GPT-4o is rolling out to ChatGPT Plus and Team users now, and it will be available to Enterprise users soon. It is also rolling out to free ChatGPT users. Just go to ChatGPT.com to try it, without even needing to create an account.
ChatGPT-4o: a version for Mac first
Beyond the incredible technological demonstration, OpenAI’s announcements show the inevitable evolution of our interactions with our machines, whatever their forms (computers, smartphone, glasses, brooch, pendant, etc.). An evolution predicted and desired at the same time by almost all works of science fiction for decades: from Star Trek to Iron Man, via Asimov’s robots, it is the voice, via natural dialogue that one addresses the machine to ask it to complete any task. In Star Trek IV Return to Earth for example, while the crew of the starship Enterprise travels back in time to 1986 (release date of the film), we see the engineer Scotty speaking vocally to a Mac from the time. And when that doesn’t work, he grabs the mouse with a knowing look to speak to her as if through a microphone! Until finally resolving to type on the keyboard.
This makes you smile of course, but the Mac example is not trivial, because the new functions of ChatGPT-4o could soon be integrated into today’s Macs. There are growing rumors that Apple and OpenAi have signed an agreement to integrate all or part of GPT into the next versions of macOS, iOS and iPadOS. And as luck would have it, the computer version of ChatGPT announced by OpenAI is first reserved for Macs! It’s almost a snub to Microsoft, which has nevertheless invested more than 10 billion dollars in OpenAI. Not to mention that all the functions of Copilot, Microsoft’s AI program, are entirely based on ChatGPT, and that the Seattle firm is working hard to integrate it into both Windows and its Office office suite. .

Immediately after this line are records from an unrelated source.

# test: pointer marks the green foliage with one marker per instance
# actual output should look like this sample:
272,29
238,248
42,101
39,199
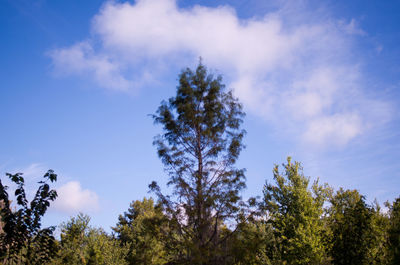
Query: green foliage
22,239
351,224
199,147
295,213
82,244
394,232
249,244
141,228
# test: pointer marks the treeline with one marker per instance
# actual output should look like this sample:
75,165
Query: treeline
295,222
204,221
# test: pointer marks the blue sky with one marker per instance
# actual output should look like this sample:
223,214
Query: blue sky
319,81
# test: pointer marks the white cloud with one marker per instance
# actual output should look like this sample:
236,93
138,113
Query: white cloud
81,59
290,67
72,198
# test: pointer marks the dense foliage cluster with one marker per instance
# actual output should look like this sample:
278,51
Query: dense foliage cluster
205,221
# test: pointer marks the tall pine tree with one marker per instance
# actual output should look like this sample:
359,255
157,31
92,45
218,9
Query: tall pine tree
201,142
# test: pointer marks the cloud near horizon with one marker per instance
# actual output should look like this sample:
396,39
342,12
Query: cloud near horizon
283,64
72,199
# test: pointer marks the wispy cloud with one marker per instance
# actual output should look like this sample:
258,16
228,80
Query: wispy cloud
295,71
82,60
72,198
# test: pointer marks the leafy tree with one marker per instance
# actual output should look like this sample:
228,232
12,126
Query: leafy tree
83,244
140,229
201,142
394,232
378,248
23,240
351,226
250,244
295,213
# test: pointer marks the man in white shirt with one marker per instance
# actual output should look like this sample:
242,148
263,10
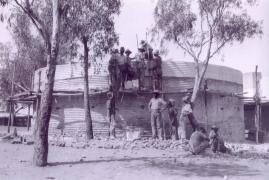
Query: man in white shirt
186,118
156,106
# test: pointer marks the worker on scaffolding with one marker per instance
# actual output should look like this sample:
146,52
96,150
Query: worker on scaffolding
157,71
129,70
111,112
113,68
141,67
156,106
148,50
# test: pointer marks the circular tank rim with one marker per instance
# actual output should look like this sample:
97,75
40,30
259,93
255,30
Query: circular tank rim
172,69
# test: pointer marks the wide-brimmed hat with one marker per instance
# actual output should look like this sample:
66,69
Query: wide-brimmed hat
186,99
214,127
142,42
156,53
156,92
141,49
127,51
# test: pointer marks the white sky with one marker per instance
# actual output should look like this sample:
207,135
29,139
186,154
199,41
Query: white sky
137,17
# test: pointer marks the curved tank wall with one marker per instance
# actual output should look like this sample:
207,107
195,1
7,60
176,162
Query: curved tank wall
217,107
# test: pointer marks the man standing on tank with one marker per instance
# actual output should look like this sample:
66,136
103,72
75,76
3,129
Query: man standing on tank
156,106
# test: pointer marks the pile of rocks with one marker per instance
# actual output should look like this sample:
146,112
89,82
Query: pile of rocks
119,143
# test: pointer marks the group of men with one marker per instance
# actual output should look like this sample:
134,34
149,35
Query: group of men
122,67
198,141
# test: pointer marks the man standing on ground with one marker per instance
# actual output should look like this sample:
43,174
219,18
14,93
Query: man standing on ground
141,67
186,119
122,67
216,142
198,141
172,113
156,106
111,112
113,68
157,71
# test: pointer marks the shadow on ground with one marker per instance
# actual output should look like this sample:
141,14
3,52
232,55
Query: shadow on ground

ChatGPT-4o; soon in Apple’s new Siri?
From there to imagining a (very) improved version of Siri there is only one step that we take all the more easily as the voice assistant really needs to improve. And we already know that Apple’s next developer conference, WWDC which will begin on June 10, 2024, will have AI as the main theme. In addition to progress in conversation, we also easily see the benefit of integrating Artificial Intelligence directly into the operating system. Imagine if you could ask your Mac: “ find me the file that Eric sent me, unless it was Jules the day we were talking about the purchase of the hailstorm, and who is talking about our next commercial offer “. You’d be hard-pressed to ask Spotlight, the current Mac search tool, that question today. Of course, for this to work, it involves giving the AI tool full or near-total access to your data. Perhaps you would be hesitant to do this with OpenAI. But perhaps it will also be easier to give such access to an AI from Apple, one of whose mantras is precisely the protection of our lives and private data. We can’t wait for June 10 to know more!